Die Kinderklinik in Aalen bleibt bestehen

Die Kinderklinik in Aalen soll auch weiterhin erhalten werden, obwohl die Krankenhäuser im Ostalbkreis hohe Defizite machen.
Bild: Waltraud Grubitzsch/dpa (Symbolfoto)

Die Krankenhäuser im Ostalbkreis machen hohe Verluste. Trotzdem wollen die Verantwortlichen an zwei Kinderkliniken festhalten.

Im Ostalbkreis bleibt es bei zwei eigenständigen Kinderkliniken mit jeweils 30 Betten und jeweils einem Chefarzt. Das hat Landrat Klaus Pavel jetzt bekannt gegeben. Für Aalen soll die perinatologische Versorgung Level 3 gelten, also die Betreuung von Neugeborenen mit einem Geburtsgewicht von mehr als 1500 Gramm. Für Frühchen mit weniger als 1500 Gramm Geburtsgewicht (Level 1 und 2) soll eine enge Kooperation mit der Mutlanger Klinik erarbeitet werden.

Im Vergleich mit anderen Landkrisen stehe der Ostalbkreis gut da, unterstrich Pavel. Allerdings müsse in Aalen für die Kinderklinik nicht nur ein neuer Chefarzt gesucht werden – die Stelle werde in den nächsten Tagen ausgeschrieben –, sondern es seien auch vier Arztstellen unbesetzt.

Aalen: Kliniken mit hohem Defizit

Insgesamt aber will der Ostalbkreis in den nächsten drei Jahren an seinen drei Kliniken in Aalen, Ellwangen und Mutlangen 70 bis 80 Stellen streichen und so sechs Millionen Euro sparen. Denn bis Ende dieses Jahres werden die Krankenhäuser nach den Worten des Landrats ein Defizit von 12,5 Millionen Euro einfahren.

Pavel berief sich bei diesen Erwartungen auf Prognoserechnungen und sagte, jetzt müsse es an die Substanz gehen. Das Defizit wäre zwei Millionen höher, hätte der Verwaltungsrat nicht schon im Juni Maßnahmen bei den Ausgaben für Sachkosten und das Personal ergriffen.

Defizite gebe es in drei Bereichen: Bei der Belegung der Kliniken, beim Personal und in der Produktivität. Optimal wäre eine Belegung von 85 Prozent. Aalen liege jedoch unter 80, Mutlangen bei 84 und Ellwangen bei 73 Prozent.
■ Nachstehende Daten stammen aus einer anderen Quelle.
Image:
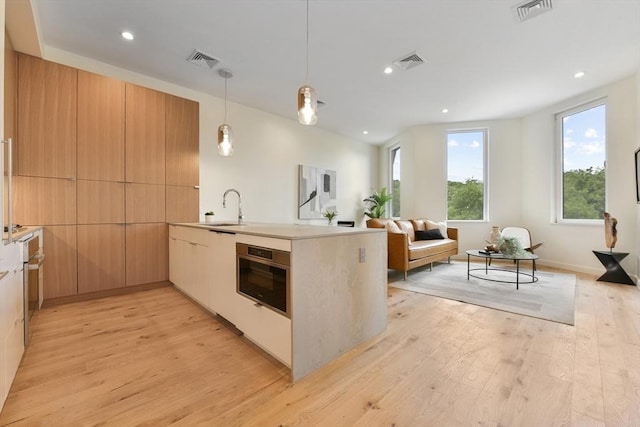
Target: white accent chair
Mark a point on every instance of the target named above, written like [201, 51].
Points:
[524, 236]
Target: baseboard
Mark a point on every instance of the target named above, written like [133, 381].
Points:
[52, 302]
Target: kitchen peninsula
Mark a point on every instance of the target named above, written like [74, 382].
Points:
[336, 285]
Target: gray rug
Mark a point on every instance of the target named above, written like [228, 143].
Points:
[550, 298]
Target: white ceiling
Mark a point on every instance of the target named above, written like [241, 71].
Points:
[480, 62]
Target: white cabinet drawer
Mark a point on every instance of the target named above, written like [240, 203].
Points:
[190, 234]
[270, 330]
[265, 242]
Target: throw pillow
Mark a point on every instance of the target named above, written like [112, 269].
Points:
[442, 226]
[432, 234]
[392, 227]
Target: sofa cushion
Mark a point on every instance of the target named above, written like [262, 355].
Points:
[432, 234]
[425, 248]
[442, 226]
[419, 224]
[407, 227]
[392, 227]
[377, 222]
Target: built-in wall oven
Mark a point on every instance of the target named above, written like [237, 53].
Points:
[263, 275]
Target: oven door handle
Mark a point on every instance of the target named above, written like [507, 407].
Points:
[36, 266]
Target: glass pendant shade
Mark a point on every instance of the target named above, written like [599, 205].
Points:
[307, 106]
[225, 140]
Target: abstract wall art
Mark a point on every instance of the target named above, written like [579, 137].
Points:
[316, 191]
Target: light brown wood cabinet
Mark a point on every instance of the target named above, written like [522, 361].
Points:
[47, 115]
[182, 203]
[145, 135]
[106, 222]
[100, 202]
[101, 254]
[145, 203]
[61, 266]
[147, 258]
[182, 127]
[44, 201]
[100, 127]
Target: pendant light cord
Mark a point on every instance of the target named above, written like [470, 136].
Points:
[307, 73]
[225, 99]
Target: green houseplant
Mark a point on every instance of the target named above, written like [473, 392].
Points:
[378, 200]
[330, 214]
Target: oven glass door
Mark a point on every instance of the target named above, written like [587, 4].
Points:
[264, 282]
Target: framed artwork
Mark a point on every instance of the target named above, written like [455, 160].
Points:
[637, 157]
[316, 191]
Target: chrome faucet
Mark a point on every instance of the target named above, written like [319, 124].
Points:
[224, 204]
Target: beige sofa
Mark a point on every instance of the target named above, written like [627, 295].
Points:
[404, 252]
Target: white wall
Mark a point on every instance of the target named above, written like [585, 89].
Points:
[268, 150]
[637, 269]
[567, 245]
[423, 176]
[522, 162]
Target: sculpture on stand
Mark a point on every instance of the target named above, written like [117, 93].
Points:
[610, 231]
[611, 260]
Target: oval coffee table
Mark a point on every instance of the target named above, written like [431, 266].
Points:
[487, 257]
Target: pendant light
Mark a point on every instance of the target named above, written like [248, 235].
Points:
[225, 132]
[307, 100]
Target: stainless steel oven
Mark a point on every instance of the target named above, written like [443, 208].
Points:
[263, 275]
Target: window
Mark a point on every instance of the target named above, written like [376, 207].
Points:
[582, 133]
[394, 156]
[466, 179]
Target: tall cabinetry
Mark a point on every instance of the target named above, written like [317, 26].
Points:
[104, 203]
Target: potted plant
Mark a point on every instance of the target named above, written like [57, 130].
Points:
[330, 214]
[378, 200]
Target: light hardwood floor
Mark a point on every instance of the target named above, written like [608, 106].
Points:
[154, 358]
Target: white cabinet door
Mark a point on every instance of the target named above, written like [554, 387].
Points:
[4, 332]
[189, 263]
[11, 316]
[265, 327]
[222, 280]
[14, 341]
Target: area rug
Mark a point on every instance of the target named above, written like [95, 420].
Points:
[550, 298]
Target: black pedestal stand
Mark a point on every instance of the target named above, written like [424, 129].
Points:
[615, 273]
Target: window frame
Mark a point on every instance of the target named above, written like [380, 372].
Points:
[389, 206]
[485, 173]
[559, 169]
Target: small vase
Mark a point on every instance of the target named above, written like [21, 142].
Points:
[494, 237]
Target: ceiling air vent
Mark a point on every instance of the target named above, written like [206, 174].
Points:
[532, 8]
[201, 59]
[409, 61]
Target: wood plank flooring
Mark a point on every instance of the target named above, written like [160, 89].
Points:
[154, 358]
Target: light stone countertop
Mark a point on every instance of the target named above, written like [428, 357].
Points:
[23, 231]
[282, 231]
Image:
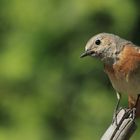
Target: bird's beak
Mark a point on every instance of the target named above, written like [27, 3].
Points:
[86, 53]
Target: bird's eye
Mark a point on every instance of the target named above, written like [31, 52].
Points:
[98, 42]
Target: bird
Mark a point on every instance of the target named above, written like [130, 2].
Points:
[121, 59]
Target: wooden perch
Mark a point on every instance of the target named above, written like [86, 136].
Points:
[122, 127]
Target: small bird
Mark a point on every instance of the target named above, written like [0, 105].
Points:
[121, 59]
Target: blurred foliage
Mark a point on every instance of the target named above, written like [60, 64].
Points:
[46, 91]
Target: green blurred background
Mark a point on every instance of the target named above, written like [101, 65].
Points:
[46, 91]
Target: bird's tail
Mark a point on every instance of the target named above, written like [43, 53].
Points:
[135, 102]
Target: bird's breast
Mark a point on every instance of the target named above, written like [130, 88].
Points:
[125, 74]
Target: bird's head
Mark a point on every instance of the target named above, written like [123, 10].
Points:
[105, 46]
Deshalb wolle der Kreis die Belegung auf 85 Prozent erhöhen, unter anderem durch eine bessere Zusammenarbeit mit den niedergelassenen Ärzten und indem im Marketing die unterschiedlichen Stärken der Standorte deutlich gemacht werden. Außerdem soll es noch mehr medizinische Angebote geben.

Hohe Kosten für Personal

Beim Personal habe man hohe Kosten, weil Ärzte fehlten und Honorarkräfte, die etwa doppelt so viel kosteten, hätten einspringen müssen. In den Kliniken herrsche aber kein so akuter Pflegenotstand wie in den Altenpflegeeinrichtungen, sagte Pavel. In manchen Bereichen gebe es sogar Einsparmöglichkeiten.